Milo Cawthorne stars as the metal-obsessed Brodie, who gets sent to live in the sticks with his fundamentalist Christian aunt and uncle after his drug-addicted mother is put away. After enduring the abuse of his new high school’s popular kids and jocks—led by his own asshole cousin—Brodie falls in with a group of misfits and fellow rockers. They form a band, Deathgasm, and decide to rehearse with the sheet music they find at the house of a reclusive rock god named Rikki Daggers. They soon discover that these songs have the power to call down demons, some of whom enter the bodies of nearby peers and grown-ups. This draws the attention of a Satanic cult leader named Vadin and his evil (and occasionally sexy) goons.
That’s a lot of set-up for an 90-minute movie, though Howden keeps it all entertaining, using animated interludes and typical high-school-movie hijinks to enliven Deathgasm before the oozing demonic hordes show up. If anything, the film’s main flaw (besides being generally disgusting) is that once the band inadvertently kicks the mayhem into motion, the tangled plotting gives way to something flatter and straighter. The horror parts in Deathgasm could use a little more sense of surprise.
The comedy parts, though, are often very funny. Like a lot of New Zealand-based filmmakers, Howden has a love for the broad—exemplified by the moment where a possessed teacher makes his class laugh by farting uncontrollably, then terrifies them by projectile shitting and vomiting blood—but his sense of humor also skews wry. Deathgasm has a scene where Brodie and his best buddy Zakk (James Blake) debate whether an ancient prophecy takes into account daylight saving time, and another where Vadin (Tim Foley) gets mad at his minions for not putting down a tarp before a beheading. The gags aren’t all sick. It’s clear that Howden has watched Shaun Of The Dead, The Evil Dead, and Braindead a few times.
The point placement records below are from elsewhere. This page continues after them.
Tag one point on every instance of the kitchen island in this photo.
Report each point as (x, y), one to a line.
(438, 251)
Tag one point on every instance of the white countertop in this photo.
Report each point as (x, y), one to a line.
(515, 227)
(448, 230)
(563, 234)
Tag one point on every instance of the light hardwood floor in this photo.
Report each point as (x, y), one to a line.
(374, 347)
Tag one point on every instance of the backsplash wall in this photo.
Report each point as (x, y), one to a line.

But what works best in Deathgasm are all the moments that take the transporting power of heavy rock ’n’ roll seriously. It’s not just that the band’s music brings wickedness into the world—which is every metalhead’s teenage fantasy—but that when Brodie’s crush-object Medina (Kimberley Crossman) listens to a CD he loans her, she immediately imagines herself in another dimension, atop a rocky cliff, being awesome. Yes, Deathgasm is goofy. But when the characters insult each other by shouting, “Death to false metal,” they mean it—and so does Howden.